2012 Global Market Outlook
Anticipating another year of volatile markets, BNY Mellon’s investment professionals have presented their views on areas of opportunities and potential downside risks in the 2012 Global Market Outlook report.
As 2012 started with almost two years of a mounting European sovereign debt crisis and the contagion passing from Greece to Ireland, on to Portugal, and back to Greece, the global market outlook for the year appears not only skeptical and alarmed, but also optimistic. This is because, each of these countries was forced to accept a loss of market access and help from external authorities.
In this context, the report has reviewed the fundamental change in European policymaking towards radical reforms. This hard-line approach is evident in each move being made by the European Financial Stability Facility.
Interestingly, the reforms have raised a sense of optimism to the point that experts have started assuming the European crisis converting into an opportunity. One review in the report says, “While further European equity market volatility seems inevitable to us, our view is that buying a share in a large, well-managed blue chip European company is buying truly global exposure at a European discount. Furthermore, we believe that markets are not the same thing as economies. For example, a large number of European companies currently enjoy rates of borrowing far below that of their domestic banks, and, in some cases, even their sovereigns.”
European policymakers are also being expected to work out their debt problem through a combination of solutions, which involve: a fast-track fiscal union pact, vast ECB intervention, further IMF assistance, implementation of EFSF-backed funding and introduction of Eurozone-wide government bonds.
Simultaneously, the report cautions global investors that they should prepare for an extended period of slow economic growth, low investment returns and elevated volatility in financial markets. These negative trends can be countered through accommodative policies to weaken the effects of prevalent deleveraging and capturing investor sentiments.
For reliable market stability, the Global Market Outlook report for 2012 also takes into account the Eastern promise of Asian and other developing world economies, which have been viewed as the world’s growth engines for many years. The Asian economies have established a longer-term case for rising living standards in relation to the developed Western economies.
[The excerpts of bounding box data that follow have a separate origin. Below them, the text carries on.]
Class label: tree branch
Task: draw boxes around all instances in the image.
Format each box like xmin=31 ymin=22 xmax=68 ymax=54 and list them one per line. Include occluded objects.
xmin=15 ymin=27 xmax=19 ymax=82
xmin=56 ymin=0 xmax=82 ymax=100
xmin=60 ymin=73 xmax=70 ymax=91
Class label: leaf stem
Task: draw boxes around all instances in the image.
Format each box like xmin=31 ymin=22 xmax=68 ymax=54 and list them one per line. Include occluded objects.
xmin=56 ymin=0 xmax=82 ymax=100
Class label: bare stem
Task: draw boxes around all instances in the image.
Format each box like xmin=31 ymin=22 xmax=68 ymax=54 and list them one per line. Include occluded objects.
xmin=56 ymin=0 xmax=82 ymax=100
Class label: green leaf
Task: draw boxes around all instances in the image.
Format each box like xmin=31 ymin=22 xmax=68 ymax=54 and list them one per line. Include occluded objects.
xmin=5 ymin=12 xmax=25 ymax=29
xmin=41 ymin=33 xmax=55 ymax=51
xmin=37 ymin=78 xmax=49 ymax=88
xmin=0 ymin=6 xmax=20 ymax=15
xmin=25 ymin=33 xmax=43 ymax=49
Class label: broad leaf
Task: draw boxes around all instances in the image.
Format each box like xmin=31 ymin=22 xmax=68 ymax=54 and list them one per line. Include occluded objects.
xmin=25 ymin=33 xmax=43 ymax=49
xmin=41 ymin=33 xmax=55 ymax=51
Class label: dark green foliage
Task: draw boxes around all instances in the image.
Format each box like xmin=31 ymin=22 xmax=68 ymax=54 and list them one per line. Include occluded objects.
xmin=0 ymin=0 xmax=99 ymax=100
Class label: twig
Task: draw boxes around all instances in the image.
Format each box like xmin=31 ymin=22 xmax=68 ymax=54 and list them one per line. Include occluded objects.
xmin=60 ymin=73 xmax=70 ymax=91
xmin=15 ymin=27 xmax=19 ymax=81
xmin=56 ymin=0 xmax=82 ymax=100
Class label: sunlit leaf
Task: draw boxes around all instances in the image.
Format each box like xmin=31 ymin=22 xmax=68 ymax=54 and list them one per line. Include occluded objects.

However, the report has criticized the global realignment of the East as likely to be highly volatile. It reasons that the rebalancing of domestic economies is difficult, while much of the adjustment is likely to occur through changes in the value of currencies. Moreover, much of the developing world’s industrial base still depends on demand in the “rich” West. The report negates the idea that either developing world economies or their capital markets can decouple from the developed world’s trends for any extended period.
The report suggests an investment outlook that the best opportunities are to be found in high quality dividend-paying equities that have growth potential and incorporate debt markets. It favours strong business franchises in classically defensive sectors such as healthcare, telecom and non-cyclical consumer areas such as food producers.
We are also identifying strong franchises with attractive characteristics in areas such as the technology sector and among agriculture related stocks. Importantly, gold may provide a hedge against monetary debasement.
Among all these messages, the report sends an important message to the investors to assume more risk but also distinguish market-to-market volatility from the genuine risk of suffering a permanent diminution of value. It is assumed that the thematic approach and investment process suggested by the Global Market Outlook report for 2012 will help navigate through risks hovering over the global market in the year ahead.